7:06  ES: They were always very grateful, you know – whatever was available really. Well they were always, they would come and chat with us in the office and that sort of thing, you know. They liked mixing with us, you know. This young chap from Swansea, he was staying in the camp and he used to meet up with the younger chaps in the evening. They’d make him a curry and that sort of thing, you know. They all mixed in. I remember I was invited one night for the curry. [Laughs]. It was very nice but we didn’t have that a lot in Tywyn then! So it was a bit of an eye-opener. [Laughs] But it was nice. They did feel that they were welcomed, you know.

And of course, I stayed there until the camp closed and then I went to RAF Gaydon with the rest of the families that were left. I stayed there until that closed. And then I was offered to go to London but I didn’t want to –  as Deb was only little. So I was travelling backwards and forwards at the weekends. I think everybody was a bit surprised that it did close, but it was because of the location, really – not because that it wasn’t run efficiently. I think it was, really, because everybody seemed to be very happy and there were a lot of volunteers there.

8:40  DM: Kuku and Alpa – I have often wondered, you know, what they did, you know, and if they remembered me. It was a special occasion for us because, you know, we didn’t have much, did we Mum, and we didn’t really go places. My Nain had put her best dress on to go, [laughs] probably her only dress. I knew it was something special when Nain had this dress on.  So, you know, it was an occasion.

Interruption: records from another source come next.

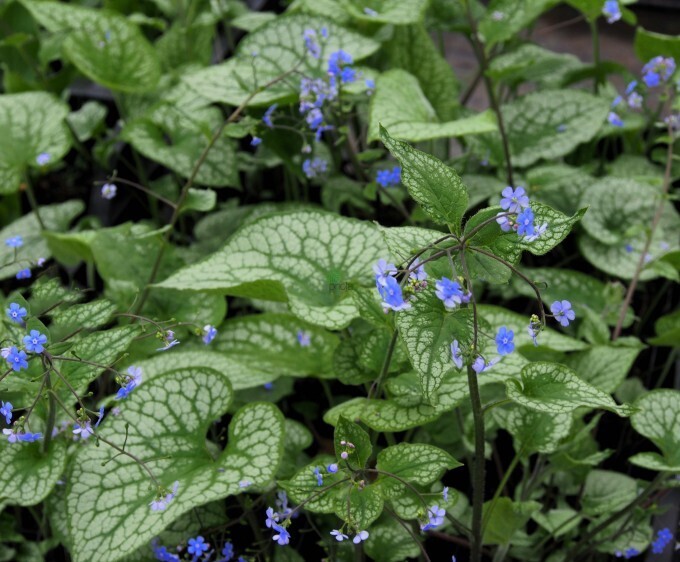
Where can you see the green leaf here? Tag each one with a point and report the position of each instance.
(414, 463)
(177, 138)
(554, 388)
(605, 367)
(303, 257)
(28, 474)
(504, 19)
(411, 48)
(559, 226)
(269, 343)
(280, 47)
(102, 44)
(658, 419)
(102, 502)
(346, 430)
(427, 330)
(395, 12)
(649, 44)
(103, 347)
(532, 123)
(399, 105)
(31, 123)
(55, 217)
(606, 491)
(390, 542)
(506, 519)
(434, 185)
(88, 120)
(536, 432)
(667, 329)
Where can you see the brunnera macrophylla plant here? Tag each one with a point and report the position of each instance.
(422, 356)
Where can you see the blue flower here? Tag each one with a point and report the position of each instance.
(43, 158)
(450, 292)
(304, 338)
(456, 354)
(14, 242)
(197, 546)
(436, 516)
(360, 536)
(267, 117)
(34, 341)
(664, 536)
(6, 410)
(504, 343)
(313, 47)
(282, 537)
(611, 11)
(16, 313)
(314, 167)
(339, 535)
(563, 312)
(209, 333)
(17, 359)
(319, 476)
(391, 294)
(614, 119)
(514, 200)
(388, 178)
(658, 70)
(525, 222)
(109, 190)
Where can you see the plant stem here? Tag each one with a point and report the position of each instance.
(648, 242)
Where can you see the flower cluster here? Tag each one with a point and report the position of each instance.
(517, 214)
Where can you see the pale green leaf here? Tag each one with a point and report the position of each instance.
(303, 257)
(102, 44)
(177, 138)
(532, 123)
(554, 388)
(433, 184)
(55, 217)
(658, 419)
(31, 123)
(164, 423)
(397, 12)
(606, 491)
(279, 47)
(400, 106)
(427, 330)
(28, 474)
(412, 49)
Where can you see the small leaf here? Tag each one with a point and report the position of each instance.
(554, 388)
(348, 431)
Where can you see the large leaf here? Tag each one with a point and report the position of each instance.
(31, 123)
(28, 474)
(268, 52)
(103, 45)
(400, 106)
(534, 124)
(427, 331)
(433, 184)
(164, 423)
(55, 217)
(177, 138)
(658, 419)
(554, 388)
(412, 49)
(306, 258)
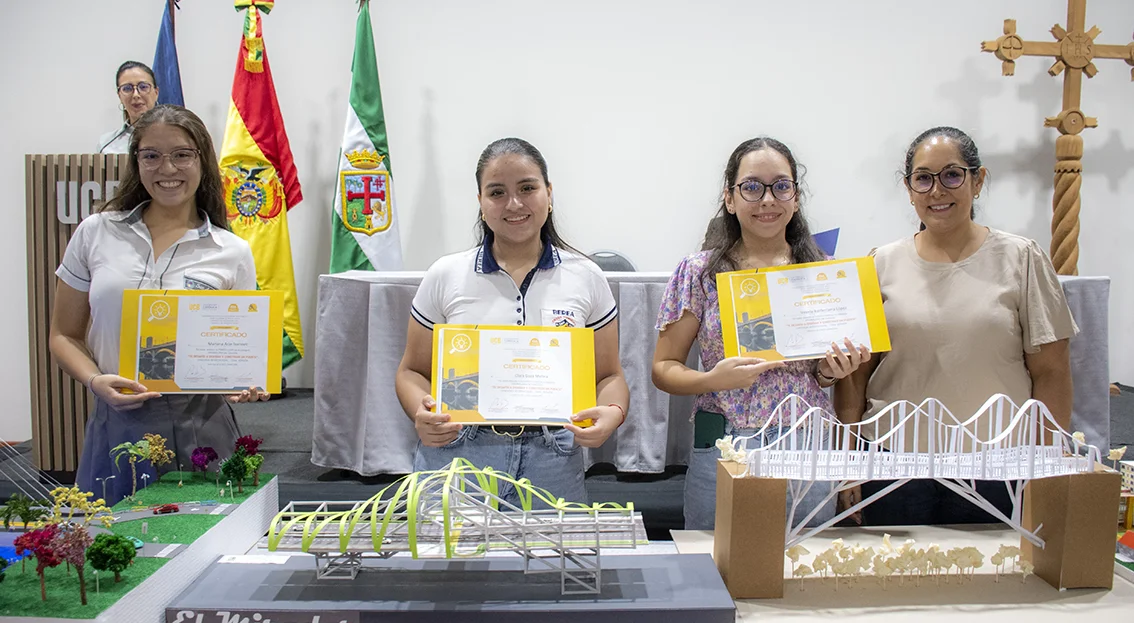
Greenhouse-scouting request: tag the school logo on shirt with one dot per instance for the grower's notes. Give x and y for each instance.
(559, 318)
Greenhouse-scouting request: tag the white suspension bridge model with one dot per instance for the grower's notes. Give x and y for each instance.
(904, 442)
(458, 513)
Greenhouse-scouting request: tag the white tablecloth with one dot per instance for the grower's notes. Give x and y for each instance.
(361, 334)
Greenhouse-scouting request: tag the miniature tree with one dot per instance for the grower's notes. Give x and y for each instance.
(40, 544)
(70, 545)
(134, 453)
(236, 468)
(111, 553)
(158, 454)
(254, 463)
(202, 456)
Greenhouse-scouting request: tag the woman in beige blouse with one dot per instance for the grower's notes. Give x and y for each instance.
(972, 312)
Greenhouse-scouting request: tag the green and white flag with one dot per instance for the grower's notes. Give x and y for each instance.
(364, 230)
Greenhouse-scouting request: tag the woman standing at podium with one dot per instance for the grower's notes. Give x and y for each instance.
(137, 92)
(166, 229)
(522, 274)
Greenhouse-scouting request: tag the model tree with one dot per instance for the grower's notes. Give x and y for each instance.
(111, 553)
(40, 544)
(23, 507)
(202, 457)
(254, 460)
(236, 468)
(70, 545)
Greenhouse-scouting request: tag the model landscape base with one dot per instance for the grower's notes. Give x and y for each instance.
(635, 588)
(234, 535)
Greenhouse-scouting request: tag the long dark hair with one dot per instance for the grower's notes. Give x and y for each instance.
(965, 145)
(210, 198)
(501, 146)
(133, 65)
(725, 228)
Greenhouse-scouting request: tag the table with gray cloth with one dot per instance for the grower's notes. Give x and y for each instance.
(361, 334)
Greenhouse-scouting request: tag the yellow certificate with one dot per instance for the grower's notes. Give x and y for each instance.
(202, 342)
(513, 375)
(795, 312)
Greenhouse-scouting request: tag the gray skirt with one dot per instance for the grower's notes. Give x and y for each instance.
(186, 422)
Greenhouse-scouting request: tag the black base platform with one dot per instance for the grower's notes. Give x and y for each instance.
(635, 588)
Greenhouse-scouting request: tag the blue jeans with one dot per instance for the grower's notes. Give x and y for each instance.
(547, 456)
(701, 486)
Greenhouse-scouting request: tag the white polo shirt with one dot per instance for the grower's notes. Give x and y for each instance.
(564, 289)
(111, 252)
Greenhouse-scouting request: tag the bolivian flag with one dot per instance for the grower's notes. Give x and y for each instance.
(259, 171)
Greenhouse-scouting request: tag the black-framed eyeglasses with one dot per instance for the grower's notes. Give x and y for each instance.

And also, you know, something a bit different.

Somebody that I was in school with in Tywyn – you know we’re all in touch on Facebook and everything – last year he was on holiday abroad in Madeira, I believe it was last year. And him and his wife had made friends with people there and it turned out that one of the ladies had been a child refugee at Tonfanau camp, and has very, very, fond memories of being here. And it was lovely to hear that and to actually see they had their photograph taken together, it was so nice. You know, because we’re all very fond of the area, and it would be horrible if somebody turned round to say, “Oh it was horrible, I hated it there!”.

10:07  ES: In my previous career I had always worked with people erm from different nationalities and I always enjoyed the history of you know, meeting people like that, I enjoyed talking to people, learning their history, their way of life and that sort of thing. So, you know, when I finished at RAF Gaydon, I went back to, you know, being in the Revenue and then I transferred after ten years. I went to the Post Office and that’s what we - Deborah and I - still do now. We have the post office in Tywyn. I retired five years ago. So I don’t know, I suppose, whether it did influence me I don’t know, but I enjoyed my time there.

12:35  DM: My daughter, as it happens, with her university friends, just as things were kind of heating up with the people coming out of Ukraine, her and her friends had gone to Krakow for the weekend. Where the flat where they were staying, had already got refugees in the bottom in the basement. And Maisie said to me, she said, ‘Mum, they were obviously affluent people but they didn’t have anything.’ And I thought, well that’s how I remember, when the time when I had gone to Tonfanau, you know, it’s the same, that these people who looked so grand were in this concrete room.

11:49  ES: They had, you know, they’d had to give up so much, hadn’t they? Well, most of them, the majority of them were really well educated and had had you know fantastic positions in Uganda and they were, they had nothing. You know, it was quite traumatic, wasn’t it?